Eiseman, Morgan and Feuer have teamed up for a decade, primarily on intellectual property litigation and class action matters. What stand out is Feuer’s tactical abilities and litigation sense, Eiseman says. He estimates those have saved Barnes & Noble millions or even tens of millions of dollars.
“Brad hires lawyers he trusts and jointly game-plans the entire litigation from day one. As a result, he does not over-manage day-to-day execution,” Morgan says. “His deep litigation experience also means Brad has realistic expectations and knows outcomes are not science.”
Morgan also notes Feuer focuses on business first and judiciously chooses his litigation fights.
“He saves his fights for what really matters, not merely to feel vindicated,” Morgan says.
But the day-to-day dealings and broader legal advice Feuer provides were being put to the test in spring 2020, when he told Vanguard about trying to manage the company’s response to the COVID-19 pandemic.
Between the closing of certain stores and the attendant furloughs—or, conversely, having employees work from home—Feuer has been met with a plethora of sudden considerations. Among these are questions of what to do should an employee test positive for the virus; how long people might be out of work and how to deal with employees that have concerns and fears for their health and economic future.
Feuer is dealing with states and localities, each approaching the pandemic with a different set of laws and executive orders, and how to reshape things when stores can reopen.
From the corporate side, Feuer also found himself scrambling to make sure staff was on the virtual private network, had secure laptops to work with and the proper level of access to company files and data.
“These are things on my plate, and I’m putting everything else aside,” Feuer says.
On the move
It’s not the first time Feuer’s put things aside, though this is far from satisfying his own wanderlust.
Born in Brooklyn and raised on Long Island, Feuer could write his own travelogue.

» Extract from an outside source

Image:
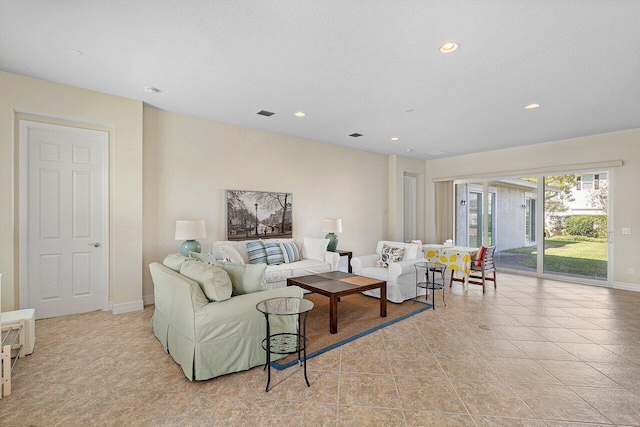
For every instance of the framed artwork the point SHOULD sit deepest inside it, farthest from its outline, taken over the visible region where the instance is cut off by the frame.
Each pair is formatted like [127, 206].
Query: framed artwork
[259, 214]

Never shy about seeking out new cultures and areas to explore, he first went south to Duke University, where he earned a bachelor’s in public policy studies. He then went a bit north for his J.D., earning it from the University of Virginia in 1994.
But Feuer’s adventures were far from done. Following law school, he visited Indonesia, Thailand, Malaysia, Singapore and Hong Kong—travels made all the more invigorating because there was no digital security blanket where he could call or email friends and family on a moment’s notice.
“Right after I arrived, I woke up in this room one night and there were lizards everywhere,” Feuer recalls. “Turns out they were just geckos. You find them everywhere. But that was something to get used to.”
Feuer returned to New York and joined a private law firm, handling trade and anti-trust matters. He shifted to another firm, handling corporate offerings, employment and general contract work, but Feuer says he had yet to find anything he wanted to do long-term.
So for 10 months in the late ‘90s, he traveled the world again.
“I did go to some places that were the ends of the earth,” he says. “I learned a lot that you don’t learn in the wheel of jobs.”
Back in New York once again, Feuer worked temp jobs sorting out what he wanted to do. One was at Barnes & Noble, where a three-month, three days per week gig became the full-time job he’s had since 1999. In 2013, he was named general counsel.
And while his career narrative may not have been as straightforward as a novel sold at Barnes & Noble, Feuer’s own plot twists have made him successful.
“I firmly believe when you’re away from what you’ve come to know and your comfort zone, it changes the way you think,” Feuer says. “It makes your thinking more flexible. It makes you a better problem solver. It makes you calmer when things are stressful. That’s all made a difference in my career.”